30 de junho de 2008
Depois de passar quatro anos produzindo a série de TV The Unit, o dramaturgo David Mamet retorna à direção de cinema, num curioso filme sobre jiu-jitsu brasileiro, co-estrelado por três brasileiros: Alice Braga (Eu Sou a Lenda), num papel importante, o da esposa do herói, mas que é muito mal resolvido ao final; Rodrigo Santoro, que tem cinco cenas como o irmão trambiqueiro dela, e cunhado do herói; e um lutador chamado John Machado, que não tem qualquer talento de intérprete (há também uma menção à caipirinha, num bar chamado “São Paulo“ (!), onde tem uma cantora que se apresenta com uma música à capella, ou seja, sem acompanhamento, embora a orquestra e os figurantes fiquem balançando a cabeça, sem sentido.

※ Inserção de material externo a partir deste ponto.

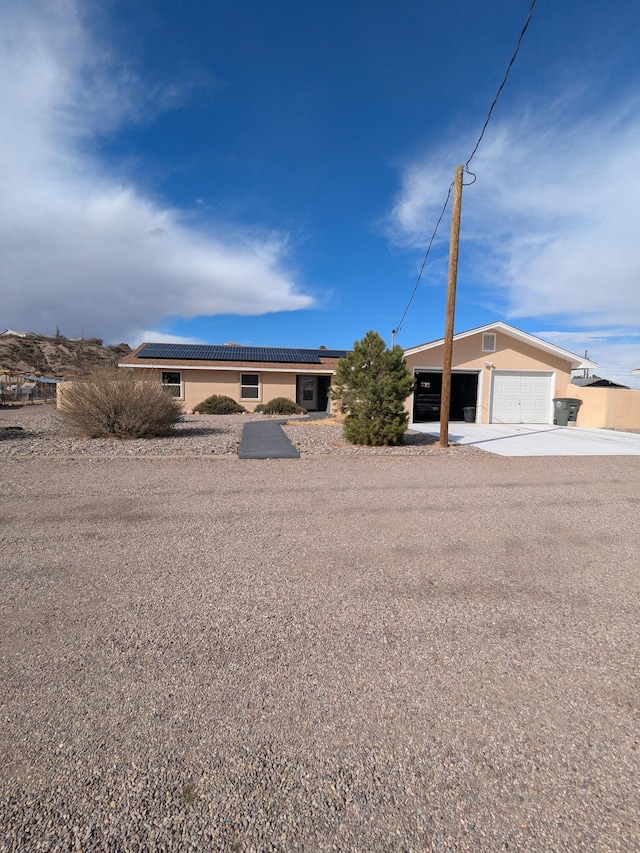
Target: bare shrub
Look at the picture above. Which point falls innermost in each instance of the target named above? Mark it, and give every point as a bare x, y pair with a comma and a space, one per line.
117, 404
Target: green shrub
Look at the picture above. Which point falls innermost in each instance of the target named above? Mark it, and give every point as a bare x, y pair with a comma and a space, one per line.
114, 403
218, 404
280, 406
372, 384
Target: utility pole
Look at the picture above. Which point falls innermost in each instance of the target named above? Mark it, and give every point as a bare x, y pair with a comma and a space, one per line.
445, 399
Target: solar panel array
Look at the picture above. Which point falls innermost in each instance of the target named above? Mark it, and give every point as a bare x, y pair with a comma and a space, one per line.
210, 352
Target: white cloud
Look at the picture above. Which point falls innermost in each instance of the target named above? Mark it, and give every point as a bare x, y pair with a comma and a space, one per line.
79, 250
551, 225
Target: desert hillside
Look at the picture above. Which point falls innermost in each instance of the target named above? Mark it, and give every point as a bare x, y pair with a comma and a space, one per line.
55, 355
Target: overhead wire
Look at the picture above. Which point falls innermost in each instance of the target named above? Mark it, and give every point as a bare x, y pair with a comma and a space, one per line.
466, 165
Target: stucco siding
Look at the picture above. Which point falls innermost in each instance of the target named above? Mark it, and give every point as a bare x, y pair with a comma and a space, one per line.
609, 408
509, 354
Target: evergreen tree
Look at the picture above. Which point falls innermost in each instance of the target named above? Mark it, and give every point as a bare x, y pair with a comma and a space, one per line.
372, 384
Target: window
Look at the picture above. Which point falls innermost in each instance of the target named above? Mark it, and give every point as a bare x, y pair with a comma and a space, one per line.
488, 342
249, 386
172, 381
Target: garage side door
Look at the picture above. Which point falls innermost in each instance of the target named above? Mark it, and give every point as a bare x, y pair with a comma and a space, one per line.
520, 398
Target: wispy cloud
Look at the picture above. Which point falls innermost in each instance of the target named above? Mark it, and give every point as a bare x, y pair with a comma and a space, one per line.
549, 230
79, 249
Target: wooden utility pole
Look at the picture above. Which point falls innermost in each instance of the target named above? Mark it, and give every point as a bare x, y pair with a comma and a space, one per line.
445, 399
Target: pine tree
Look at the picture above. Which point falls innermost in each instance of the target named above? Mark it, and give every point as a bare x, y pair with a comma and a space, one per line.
372, 384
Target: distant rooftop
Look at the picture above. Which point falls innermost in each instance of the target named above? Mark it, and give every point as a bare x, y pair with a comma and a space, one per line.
232, 352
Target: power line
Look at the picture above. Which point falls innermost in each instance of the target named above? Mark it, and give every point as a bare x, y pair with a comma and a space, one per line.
466, 165
501, 87
433, 237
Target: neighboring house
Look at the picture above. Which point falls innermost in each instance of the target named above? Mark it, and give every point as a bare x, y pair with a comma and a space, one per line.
506, 375
249, 375
595, 382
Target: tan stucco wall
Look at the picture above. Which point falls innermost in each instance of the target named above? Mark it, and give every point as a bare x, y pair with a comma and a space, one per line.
509, 354
610, 408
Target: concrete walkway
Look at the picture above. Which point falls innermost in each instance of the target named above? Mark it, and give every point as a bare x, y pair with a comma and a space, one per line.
266, 440
538, 439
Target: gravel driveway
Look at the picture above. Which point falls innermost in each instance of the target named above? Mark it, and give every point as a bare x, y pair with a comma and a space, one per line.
436, 651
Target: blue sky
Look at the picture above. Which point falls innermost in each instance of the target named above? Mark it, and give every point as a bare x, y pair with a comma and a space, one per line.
271, 173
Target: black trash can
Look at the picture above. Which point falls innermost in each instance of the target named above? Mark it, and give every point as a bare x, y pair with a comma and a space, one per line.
565, 409
469, 413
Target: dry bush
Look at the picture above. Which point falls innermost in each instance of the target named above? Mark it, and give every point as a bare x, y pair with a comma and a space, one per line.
117, 404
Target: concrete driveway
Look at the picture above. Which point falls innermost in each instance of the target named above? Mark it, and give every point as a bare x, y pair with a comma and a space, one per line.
539, 439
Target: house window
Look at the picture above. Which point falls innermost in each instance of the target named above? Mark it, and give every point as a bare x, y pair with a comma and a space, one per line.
488, 342
249, 386
172, 381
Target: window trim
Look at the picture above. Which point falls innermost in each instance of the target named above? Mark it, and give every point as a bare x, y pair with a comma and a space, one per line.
488, 342
171, 385
257, 385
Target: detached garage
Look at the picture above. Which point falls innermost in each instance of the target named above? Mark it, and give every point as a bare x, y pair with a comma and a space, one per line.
521, 397
506, 375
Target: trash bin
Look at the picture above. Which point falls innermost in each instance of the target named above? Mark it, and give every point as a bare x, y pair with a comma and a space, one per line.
469, 413
565, 409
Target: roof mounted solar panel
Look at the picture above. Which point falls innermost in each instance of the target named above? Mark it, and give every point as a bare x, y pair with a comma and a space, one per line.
210, 352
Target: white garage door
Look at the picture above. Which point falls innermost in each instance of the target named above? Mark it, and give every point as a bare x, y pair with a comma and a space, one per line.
520, 398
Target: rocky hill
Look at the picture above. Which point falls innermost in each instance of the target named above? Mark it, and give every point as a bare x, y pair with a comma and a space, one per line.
56, 356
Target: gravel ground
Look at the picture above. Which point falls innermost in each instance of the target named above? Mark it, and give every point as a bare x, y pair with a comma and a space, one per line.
36, 430
347, 652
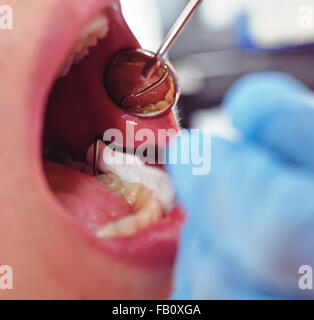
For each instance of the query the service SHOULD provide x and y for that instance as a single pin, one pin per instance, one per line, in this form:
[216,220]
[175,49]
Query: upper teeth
[96,30]
[131,169]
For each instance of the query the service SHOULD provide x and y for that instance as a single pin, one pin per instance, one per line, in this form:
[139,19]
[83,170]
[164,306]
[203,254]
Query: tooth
[98,29]
[131,169]
[111,180]
[148,211]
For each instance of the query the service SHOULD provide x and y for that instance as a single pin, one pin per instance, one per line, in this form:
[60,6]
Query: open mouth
[128,211]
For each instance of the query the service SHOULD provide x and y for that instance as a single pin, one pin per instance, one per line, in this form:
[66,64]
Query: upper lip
[138,248]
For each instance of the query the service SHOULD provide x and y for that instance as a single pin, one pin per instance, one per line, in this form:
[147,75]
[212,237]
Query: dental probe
[171,37]
[143,83]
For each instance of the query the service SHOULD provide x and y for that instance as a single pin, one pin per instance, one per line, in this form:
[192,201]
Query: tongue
[90,202]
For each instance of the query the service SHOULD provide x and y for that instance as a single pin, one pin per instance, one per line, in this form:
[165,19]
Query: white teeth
[98,29]
[147,208]
[131,169]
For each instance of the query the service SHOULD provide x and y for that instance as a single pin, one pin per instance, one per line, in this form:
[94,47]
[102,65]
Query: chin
[53,103]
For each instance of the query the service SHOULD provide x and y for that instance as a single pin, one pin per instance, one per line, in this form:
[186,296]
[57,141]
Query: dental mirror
[143,83]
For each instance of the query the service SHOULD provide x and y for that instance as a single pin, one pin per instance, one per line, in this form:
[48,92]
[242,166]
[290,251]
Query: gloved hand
[250,221]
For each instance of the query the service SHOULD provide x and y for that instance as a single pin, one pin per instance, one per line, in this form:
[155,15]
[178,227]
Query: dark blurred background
[225,40]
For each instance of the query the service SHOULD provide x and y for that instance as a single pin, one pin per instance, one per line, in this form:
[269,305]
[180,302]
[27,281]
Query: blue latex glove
[251,220]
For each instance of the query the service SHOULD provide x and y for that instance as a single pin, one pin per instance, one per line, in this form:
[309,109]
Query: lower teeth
[146,206]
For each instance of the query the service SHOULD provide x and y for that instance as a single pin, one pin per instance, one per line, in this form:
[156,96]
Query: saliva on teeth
[147,190]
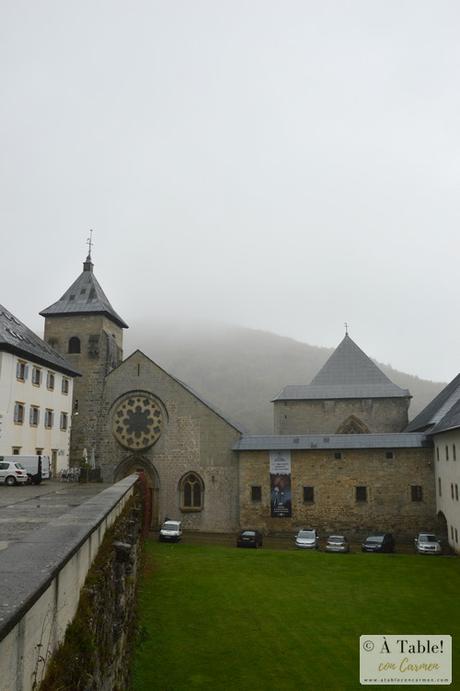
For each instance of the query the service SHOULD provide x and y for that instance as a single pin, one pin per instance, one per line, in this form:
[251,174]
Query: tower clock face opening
[137,422]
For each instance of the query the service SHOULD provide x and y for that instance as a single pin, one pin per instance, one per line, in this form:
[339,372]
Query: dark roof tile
[15,337]
[85,296]
[348,373]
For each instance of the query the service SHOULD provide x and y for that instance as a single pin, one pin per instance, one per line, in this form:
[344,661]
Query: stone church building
[339,459]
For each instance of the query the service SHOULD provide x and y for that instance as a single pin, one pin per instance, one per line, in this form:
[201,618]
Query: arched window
[74,345]
[353,425]
[191,492]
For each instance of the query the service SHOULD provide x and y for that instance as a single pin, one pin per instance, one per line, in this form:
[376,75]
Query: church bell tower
[83,326]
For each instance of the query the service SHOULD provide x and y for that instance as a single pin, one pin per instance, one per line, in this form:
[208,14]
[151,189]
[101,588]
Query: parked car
[249,538]
[12,473]
[170,531]
[307,539]
[337,543]
[382,542]
[36,467]
[428,543]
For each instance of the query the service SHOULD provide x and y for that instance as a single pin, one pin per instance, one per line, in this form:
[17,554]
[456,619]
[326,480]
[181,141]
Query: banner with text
[280,484]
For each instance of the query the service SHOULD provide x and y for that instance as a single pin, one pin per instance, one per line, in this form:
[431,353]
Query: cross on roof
[90,243]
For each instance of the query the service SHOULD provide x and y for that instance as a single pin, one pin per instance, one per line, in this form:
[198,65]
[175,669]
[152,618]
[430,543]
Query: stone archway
[134,463]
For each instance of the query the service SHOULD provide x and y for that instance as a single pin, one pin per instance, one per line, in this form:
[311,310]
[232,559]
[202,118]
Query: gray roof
[437,409]
[450,421]
[85,296]
[332,441]
[348,373]
[16,338]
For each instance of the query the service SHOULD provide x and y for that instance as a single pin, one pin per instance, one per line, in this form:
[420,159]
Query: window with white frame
[21,370]
[36,376]
[50,381]
[19,409]
[34,416]
[49,418]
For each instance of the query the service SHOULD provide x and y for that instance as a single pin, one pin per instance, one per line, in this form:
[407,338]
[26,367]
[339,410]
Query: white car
[427,543]
[170,531]
[12,473]
[307,539]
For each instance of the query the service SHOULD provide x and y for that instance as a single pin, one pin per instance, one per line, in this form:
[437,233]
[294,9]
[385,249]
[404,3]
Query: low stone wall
[42,578]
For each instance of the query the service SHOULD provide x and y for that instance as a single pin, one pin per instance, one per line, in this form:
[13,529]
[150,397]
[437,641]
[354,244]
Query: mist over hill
[240,370]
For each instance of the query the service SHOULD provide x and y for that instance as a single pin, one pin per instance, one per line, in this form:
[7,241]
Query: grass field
[217,618]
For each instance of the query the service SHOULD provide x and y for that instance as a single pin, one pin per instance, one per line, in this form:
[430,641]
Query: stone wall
[101,350]
[194,438]
[335,510]
[42,577]
[447,466]
[326,417]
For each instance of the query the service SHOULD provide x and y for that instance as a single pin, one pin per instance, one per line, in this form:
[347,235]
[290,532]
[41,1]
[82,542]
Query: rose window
[138,422]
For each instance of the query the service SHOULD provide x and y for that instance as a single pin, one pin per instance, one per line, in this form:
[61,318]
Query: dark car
[382,542]
[337,543]
[249,538]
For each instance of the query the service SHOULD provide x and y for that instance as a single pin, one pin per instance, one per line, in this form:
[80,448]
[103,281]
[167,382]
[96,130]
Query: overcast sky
[278,165]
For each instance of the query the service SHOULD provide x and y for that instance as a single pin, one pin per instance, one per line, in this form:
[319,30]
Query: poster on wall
[280,484]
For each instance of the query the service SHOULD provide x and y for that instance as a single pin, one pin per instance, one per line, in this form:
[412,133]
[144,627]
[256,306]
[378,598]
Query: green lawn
[225,618]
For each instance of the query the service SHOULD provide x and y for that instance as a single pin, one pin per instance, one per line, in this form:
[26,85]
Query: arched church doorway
[133,464]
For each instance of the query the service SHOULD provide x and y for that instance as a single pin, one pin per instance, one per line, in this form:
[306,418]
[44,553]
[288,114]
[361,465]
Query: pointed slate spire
[85,296]
[349,365]
[348,373]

Ah, sem esquecer da habitual pontinha de Caroline de Souza Correa, a modelo que esteve em Star Wars).
Fracasso nos EUA (para um orçamento de cerca de 7 milhões, não rendeu mais do que dois e pouco), o filme não traz a marca de Mamet (famoso pela violência e o uso excessivo de palavrões). Parece até um antifilme de luta, menos preocupado com a coreografia e mais com a ética do embate. É ajudado pelo talento daquele ator inglês negro, de nome difícil, Chiwetel (American Gangster, Kinky Boots), que tem autoridade e segurança, embora faça o tempo todo a mesma expressão, de atônito.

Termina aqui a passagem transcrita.